As imagens dos filmes propostos criam distancias e proximidades em relação ao espectador e, por extensão, criam imagens de nós mesmos. Se o índio teve um significado especial nos anos 70 e no cinema produzido na época, temos que em parte aquelas questões ainda são atuais e outras pensadas noutros termos, pois, por exemplo, as adaptações mais recentes envolvendo índios não tem um caráter alegórico ou alusivo como nos filmes comentados. Nas recentes comemorações para os 500 anos do "descobrimento" tivemos inúmeras festividades, mostras, cerimônias, conflitos e dissonâncias em que novamente atualizamos e fixamos novas formas de ver o passado e, por conseqüência, novos significado agregados à idéia de índio. O estado atual sobre a questão indígena é muito diverso do que encontrávamos nos anos 70, mas algumas especificidades ainda são atuais.

A grande novidade nesse contexto mais contemporâneo da produção de imagens sobre o índio é a emergência de trabalhos de realizadores indígenas, que vem permitindo uma modificação da visibilidade do índio, através de vídeos captados e editados por índios de diferentes etnias.

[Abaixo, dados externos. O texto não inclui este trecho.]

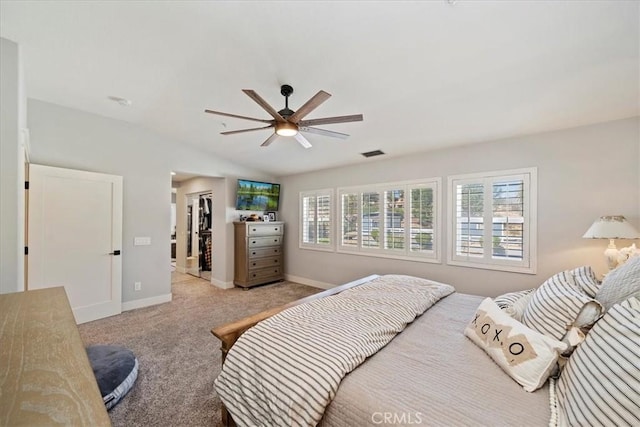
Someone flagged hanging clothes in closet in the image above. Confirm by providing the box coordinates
[199,195,213,272]
[199,195,212,231]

Através da produção de sua própria imagem contrastando com a material visual até então existente, a consolidação dessa produção expressa a complexidade que esse tema pode apresentar na atualidade.


* Este artigo é um desdobramento de questões desenvolvidas na dissertação de mestrado "Cinema e Imaginação: a imagem do índio no cinema brasileiro dos anos 70", USP/SP, 2000, financiada pela FAPESP.

Edgar Teodoro da Cunha. Antropólogo, Doutorando do programa de Pós-graduação em Antropologia Social da USP e pesquisador do Grupo de Antropologia Visual/USP.